Kalimat terakhir Han Li benar-benar blak-blakan, membuat wajah para istri di hadapannya memerah dan mata mereka menunjukkan sedikit kekhawatiran.
“Tapi ini hanyalah dugaan Tuan Muda. Sama sekali tidak pasti kebenarannya!” Nyonya Han masih agak enggan, masih berusaha membujuk Han Li.
“Selama masih ada kemungkinan, orang ini tidak akan melakukan tindakan yang akan mendatangkan kehancuran bagi dirinya sendiri.” Han Li pada dasarnya tidak memberi ruang sedikit pun pada fantasi Lady Yan, dan dia mengatakan ini tanpa sedikit pun kesopanan.
“Jangan bilang bahwa Anda yang terhormat berencana mengambil mahar putri-putri kami dengan tipu daya dan meninggalkan kami tanpa apa pun?” Wajah Lady Yan agak muram. Ia mengucapkan kata ‘mahar’ dengan penekanan yang sangat kuat.
Mendengar perkataannya, meskipun ekspresi Han Li tidak berubah, hatinya tetap merasa sedikit sedih.
“Racun Yin di dalam diriku awalnya diberikan oleh Suamimu. Saat ini, aku tidak akan merepotkanmu meskipun aku sembuh. Apa lagi yang perlu dipikirkan?” pikir Han Li dengan sedikit kesal.
Namun, Han Li tahu jika dia mengucapkan kata-kata ini saat ini, para istri ini tidak akan menerimanya dengan baik dan tentu saja tidak akan memberinya Giok Yang Hangat yang Berharga.
Akibatnya, Han Li mengalah dan bergumam sendiri. Kemudian dia mengangkat tangannya, berdeham, dan berkata dengan suara jelas, “Aku akan memberimu dua pilihan. Pilih mana saja yang kau suka.”
“Pertama, mintalah keluarga Mo Anda segera mengemasi barang-barang Anda dan bersiap untuk bepergian jauh dari Provinsi Lan.
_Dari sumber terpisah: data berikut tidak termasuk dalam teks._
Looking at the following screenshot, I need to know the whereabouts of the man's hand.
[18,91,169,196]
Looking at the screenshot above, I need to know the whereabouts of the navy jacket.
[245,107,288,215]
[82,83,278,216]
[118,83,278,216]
Temukan tempat di mana kekuatan klan musuh Anda tidak dapat menjangkau Anda dan hiduplah sebagai keluarga kaya biasa. Anda akan menjalani sisa hidup Anda dengan damai dan sepenuhnya memisahkan diri dari pertempuran antar faksi Jiang Hu. Seluruh perjalanan ini akan aman, saya jamin sepenuhnya; pasukan apa pun yang dikirim musuh Anda untuk mengejar Anda tidak akan dapat membahayakan Anda.”
Han Li berhenti di situ dan memperhatikan perubahan ekspresi para istri.
Selain sedikit perubahan dari Istri Kedua Li, Nyonya Yan dan Istri Ketiga Liu benar-benar diam. Jelas sekali apa yang mereka pikirkan tentang proposal itu. Han Li tidak merasa perlu melihat Istri Kelima Wang karena mustahil untuk mendapatkan informasi yang berguna dari penampilannya yang dingin.
Han Li memandang situasi ini dan dalam hati mencibir beberapa kali. Nyonya Yan dan Nyonya Liu adalah orang-orang yang cukup ambisius. Mustahil bagi mereka untuk mau melepaskan kekuasaan Asosiasi Naga Banjir yang Menakutkan dan hidup sebagai wanita desa biasa. Ketika dia mengajukan usulan ini, dia sudah memahami hal ini dengan jelas.
“Lalu pilihan lainnya?” Istri Ketiga Liu memperhatikan bahwa Han Li berhenti dan mau tak mau menanyakan hal itu kepadanya.
“Ada satu pilihan lain…”
Han Li meninggalkan kursinya dan berdiri. Dia menatap ke arah ruangan sebelum perlahan memberi tahu para istri pilihan lainnya.